Angelica Huston is in what is quite possibly her strangest role yet (and I'm counting Morticia Addams) as Victor's mother Ida. Ida appears to be some kind of con-woman or just crazy miscreant on the run, it's unclear why she does much of what she does but it is possible that she has a severe case of dementia in the flashbacks as well as the present. She plays the part straight, which is probably why Ida is so hilarious. Huston doesn't try to act funny, it's her dry and dead-serious line delivery that makes it that much better.

Finally we have the ridiculously adorable Kelly Macdonald as Paige Marshall. Paige is a very mousy yet strangely confident woman. She's professional but something about her doesn't seem quite right. Of course, this being a Chuck Palahniuk story, something isn't. Paige doesn't seem like a very interesting character until about two-thirds of the way through the movie. Sadly it's not much of a change for Macdonalds acting-wise and the mousy-ness, while endearing, just comes across as bad acting.


If "Fight Club" was the most fucked up coming of age story you've ever laid eyes on, then "Choke" is the most fucked up romantic comedy you'll ever lay eyes on. It has the same basic formula of any romantic comedy but with those classic Palahniuk twists.Everything has a dark and quirky edge to it and that's what gives "Choke" all of its charm. It manages to be surreal as well as disturbingly real. As bizarre as things seem, Victor Mancini is a character that, just like Edward Norton's un-named protagonist in "Fight Club", just about everyone can relate to in some way or another.

I will come out and say that I have not read but the first couple chapters of this book, so I'm judging the film solely on its own merits. So all of you purists can kindly shut the fuck up and leave me to the review as I don't care what you have to say, I'll form my own opinion on how good an adaptation it is once I finish the book, till then you may join the "Wanted" purists and kindly go fuck yourselves.

The choking didn't play as major of a role as I thought it would, there are only really three scenes that make a big deal of it: one introducing the concept, one as a joke, and another as a flashback. Of course there's one final one at the end of the movie that caused the entire audience to roar with laughter, I won't ruin it but I'm sure you'll find it hilarious as well.

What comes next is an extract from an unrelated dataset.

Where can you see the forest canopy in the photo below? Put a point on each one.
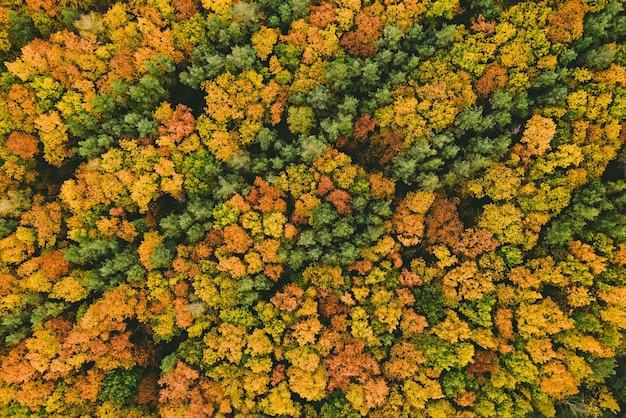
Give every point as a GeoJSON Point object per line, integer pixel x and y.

"Choke" is funny, cynical, and unapologetically obscene (one of my favorite scenes involves Victor having a one-night stand with a masochist who keeps interupting him and telling him the proper way to "rape" her.) but it's also clever and witty, the dialog is solid all the way through and the movie is filled to the brim with one-liners.

My only real problem with this movie was that it seemed too light-hearted. True the story is not neccesarilly bleak, but everything seemed too bright and cheery for what the story is about. I think this was the thing that hindered the film most, it made it seem like it was trying too hard to be funny and trying to overcome the pessimistic narration that tied the scenes together.


"Choke" will never hold the same legacy or appeal as "Fight Club" but it's still a very well-done movie that's worth the time to see if for no reason other than it's something new and different.

I give "Choke" a 4 out of 5. It's a good movie and you should definitively watch it and think about buying it.